I learned that when simply asked how comfortable white people feel about talking about race, they will say that they generally feel “comfortable” or “very comfortable” (87% of respondents in this survey).  How people feel about potentially engaging in a conversation and whether or not they actually do engage in these conversations is another question for another time.  However, when asked how comfortable they feel talking about race with specific people in their lives – family members, friends, groups with all white people, groups with people of color present, the comfort level changes with some degree of significance at the “very comfortable” level.

In order of ranking, comfort level shows up like this: respondents are most comfortable (“very comfortable”) talking about race with:

  • Most friends – 62%
  • Most family members – 48%
  • In groups with all white people present – 38%
  • In groups with people of color present – 25%

This isn’t entirely surprising given my own experience in conversations about race with other white people.  I know first hand that many struggle with having conversations with family members (more so than with friends) and that many struggle with talking about race in groups of people – worried that they’ll say the wrong thing, be judged for it, not have the “right” answer, not be able to recall facts to back up an opinion.  Additional data points in the survey backed this up.

Ten percent of respondents added additional information about their comfort level, with nearly half stating “it depends on who I’m talking with.”  Half of these respondents said not that it depended on friend, family or race, but on the extent to which the person they were speaking with was open-minded – if they perceived the conversation to be an open one.

  • I censor my comments depending on how I feel they will be received/interpreted.
  • It is much harder when I feel threatened or among those who don’t share my perspective.
  • Comfort level depends on who I’m talking about these issues with, if I feel that it is an authentic, honest, safe and non-judgmental space.
  • When people become defensive or angry I become uncomfortable talking about it.

Loretta Ross is a longtime reproductive rights activist and current professor at Smith College; she authored the New York Times article, “What if Instead of Calling People Out, We Called Them In?”  In it, she talks about the current call-out culture and its toxic effects on our relationships and our conversations.  She defines call-out as “the act of publicly shaming another person for behavior deemed unacceptable.”  

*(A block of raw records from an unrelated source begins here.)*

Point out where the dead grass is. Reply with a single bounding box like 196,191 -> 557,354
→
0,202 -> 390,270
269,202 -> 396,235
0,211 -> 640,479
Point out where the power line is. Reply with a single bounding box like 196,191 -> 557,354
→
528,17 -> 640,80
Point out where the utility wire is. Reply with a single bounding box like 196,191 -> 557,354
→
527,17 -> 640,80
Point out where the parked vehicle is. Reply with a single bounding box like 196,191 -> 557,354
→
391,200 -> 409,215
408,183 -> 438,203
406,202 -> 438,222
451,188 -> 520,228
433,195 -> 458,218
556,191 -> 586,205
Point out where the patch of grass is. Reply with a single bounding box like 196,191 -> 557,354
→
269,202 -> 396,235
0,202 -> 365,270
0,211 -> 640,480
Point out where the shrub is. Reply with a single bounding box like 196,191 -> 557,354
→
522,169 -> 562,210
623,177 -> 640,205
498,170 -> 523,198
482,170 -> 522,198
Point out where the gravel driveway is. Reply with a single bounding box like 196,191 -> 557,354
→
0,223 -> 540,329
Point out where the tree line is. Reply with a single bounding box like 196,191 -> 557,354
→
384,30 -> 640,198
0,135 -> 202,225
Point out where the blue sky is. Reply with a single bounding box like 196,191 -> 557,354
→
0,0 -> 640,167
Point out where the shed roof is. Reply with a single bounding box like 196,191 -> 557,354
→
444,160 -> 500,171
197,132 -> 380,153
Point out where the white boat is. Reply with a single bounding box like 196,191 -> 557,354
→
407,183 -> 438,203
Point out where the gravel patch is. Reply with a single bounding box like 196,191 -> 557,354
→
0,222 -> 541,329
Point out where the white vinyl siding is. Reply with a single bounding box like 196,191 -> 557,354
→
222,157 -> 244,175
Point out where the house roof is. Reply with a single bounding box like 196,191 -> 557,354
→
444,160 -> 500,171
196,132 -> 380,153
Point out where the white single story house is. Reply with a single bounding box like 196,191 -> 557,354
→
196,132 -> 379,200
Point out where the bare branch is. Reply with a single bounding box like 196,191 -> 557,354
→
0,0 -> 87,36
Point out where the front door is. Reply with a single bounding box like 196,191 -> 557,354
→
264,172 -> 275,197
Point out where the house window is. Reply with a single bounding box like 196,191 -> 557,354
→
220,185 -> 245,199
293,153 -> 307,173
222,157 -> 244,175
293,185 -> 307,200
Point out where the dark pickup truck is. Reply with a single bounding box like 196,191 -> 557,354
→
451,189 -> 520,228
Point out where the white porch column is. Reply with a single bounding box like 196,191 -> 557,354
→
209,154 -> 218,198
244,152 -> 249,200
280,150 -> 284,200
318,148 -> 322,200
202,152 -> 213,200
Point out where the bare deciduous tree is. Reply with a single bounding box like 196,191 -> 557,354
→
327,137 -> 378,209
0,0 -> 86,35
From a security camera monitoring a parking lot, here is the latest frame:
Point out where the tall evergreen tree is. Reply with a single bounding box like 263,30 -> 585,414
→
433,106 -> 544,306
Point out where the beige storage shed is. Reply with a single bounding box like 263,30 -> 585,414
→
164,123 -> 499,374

This public shaming has put the kibosh on difficult conversations – shutting them down before they begin.  Yes, people need to step into their discomfort.  They, particularly white people, also are so afraid of being called out that they don’t speak up at all.  As a facilitator of conversations about race with white people, I have seen this fear in groups first hand – it’s palpable and it prevents people from talking openly about their complicated relationship with racism in today’s society – the ways they were raised, the way their family members behave, the ways they wish they were different, the things they personally struggle with.  There are few spaces in which white people can talk openly about this complicated relationship without fear of shaming. 

Shame is a real thing.  Research has shown that shame (whether shamed by another person or shamed by oneself / self-judgment) has many counter-productive effects.  The compass of shame is used widely in restorative justice circles as well as in child psychology work.  In this model, individual responses to shame fall into four poles:

  1. Withdrawal
  2. Attack self
  3. Avoidance
  4. Attack others

Sound familiar?

While conversations about race are uncomfortable for many white people and white people have a tendency to want to stay in their comfort zone, it’s also true that our current call-out culture is exacerbating this shame effect.  It doesn’t lead us to solutions that bring us together. 

Getting white people to talk about race means creating spaces that support people in keeping an open mind.  It means listening to understand (not to judge), and authentically and sincerely inviting one another into dialogue.  At a time when we are becoming more and more polarized as a society, now is the time to engage people in authentic and caring dialogue. 

How much further could we move the needle on racial justice if we all started calling people in?


Katheen “Kat” LaTosch, MSW, is a diversity, equity and inclusion consultant specializing in working with nonprofit organizations and facilitating conversations about race with white people.